Copertina e due pagine di un libro di lettura utilizzato nelle scuole dell’Educazione

    Dal 1953 fino al 1960 creò e disegnò il personaggio “Zouzou” come pure altri personaggi. Aveva illustrato le storie delle “Alf leila u leila” (mille e una notte) per un altro editore.

Inserto nella rivista “Megalled Sindibad"

Schizzo originale della prima avventura di “Zouzou”

    Dopo la rivoluzione e fino alla presidenza di “Mohamad Neguib”, mio padre poteva firmare le illustrazioni, successivamente gli fu vietato di firmare perché straniero. Non gli fu neppure più possibile firmare i certificati attribuiti ai “Hadj” di ritorno dal pellegrinaggio alla “Mecca”. 

Certificato attribuito alle persone che hanno effettuato il pellegrinaggio alla Mecca

    Aveva illustrato il romanzo “Marcantonio e Cleopatra” che fu stampato negli anni ‘57/59. Nel 1960, gli fu chiesto di prendere la nazionalità Egiziana per poter continuare il soggiorno nel Paese. Egli rifiutò e fu, di conseguenza, costretto a rimpatriare in Italia, a Firenze.

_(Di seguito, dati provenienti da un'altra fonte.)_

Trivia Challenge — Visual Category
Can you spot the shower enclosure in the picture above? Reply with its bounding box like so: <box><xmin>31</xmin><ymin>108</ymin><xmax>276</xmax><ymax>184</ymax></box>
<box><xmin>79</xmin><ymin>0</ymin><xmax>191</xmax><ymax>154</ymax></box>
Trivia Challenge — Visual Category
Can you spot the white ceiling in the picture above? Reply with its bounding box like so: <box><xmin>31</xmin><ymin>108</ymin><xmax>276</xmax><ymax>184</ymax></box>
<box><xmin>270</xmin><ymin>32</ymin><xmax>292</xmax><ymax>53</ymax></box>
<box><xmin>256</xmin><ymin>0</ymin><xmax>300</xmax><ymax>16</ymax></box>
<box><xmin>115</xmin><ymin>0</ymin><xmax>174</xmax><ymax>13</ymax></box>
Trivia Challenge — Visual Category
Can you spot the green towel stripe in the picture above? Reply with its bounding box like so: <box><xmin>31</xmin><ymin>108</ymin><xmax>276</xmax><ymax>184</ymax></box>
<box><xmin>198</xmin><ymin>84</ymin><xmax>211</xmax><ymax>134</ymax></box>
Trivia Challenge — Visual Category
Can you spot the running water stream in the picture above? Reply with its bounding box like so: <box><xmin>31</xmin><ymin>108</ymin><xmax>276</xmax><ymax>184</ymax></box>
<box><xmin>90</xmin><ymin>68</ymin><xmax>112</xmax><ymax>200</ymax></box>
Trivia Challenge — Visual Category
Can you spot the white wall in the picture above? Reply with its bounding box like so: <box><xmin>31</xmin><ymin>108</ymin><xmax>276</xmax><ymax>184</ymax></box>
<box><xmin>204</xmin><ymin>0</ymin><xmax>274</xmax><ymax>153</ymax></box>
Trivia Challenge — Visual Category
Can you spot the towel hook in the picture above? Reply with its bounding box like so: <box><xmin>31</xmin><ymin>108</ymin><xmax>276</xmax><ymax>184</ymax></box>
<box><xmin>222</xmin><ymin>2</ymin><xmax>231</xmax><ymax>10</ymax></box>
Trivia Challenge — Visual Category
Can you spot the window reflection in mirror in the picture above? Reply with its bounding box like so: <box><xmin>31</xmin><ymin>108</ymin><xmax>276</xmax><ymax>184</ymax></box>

    Aveva cinquantotto anni e non trovò alcun impiego. Eppure faceva degli sforzi, aveva provato a lavorare alla reception in un albergo, ma, pareva più cliente che impiegato, fu licenziato. Tentò la pubblicità, non fu accettato poiché troppo anziano. Per tre anni tentò tutto il possibile senza successo. Nel 1963 fu colpito da emiplegia, che lo inchiodò a letto fino alla morte nel 1969.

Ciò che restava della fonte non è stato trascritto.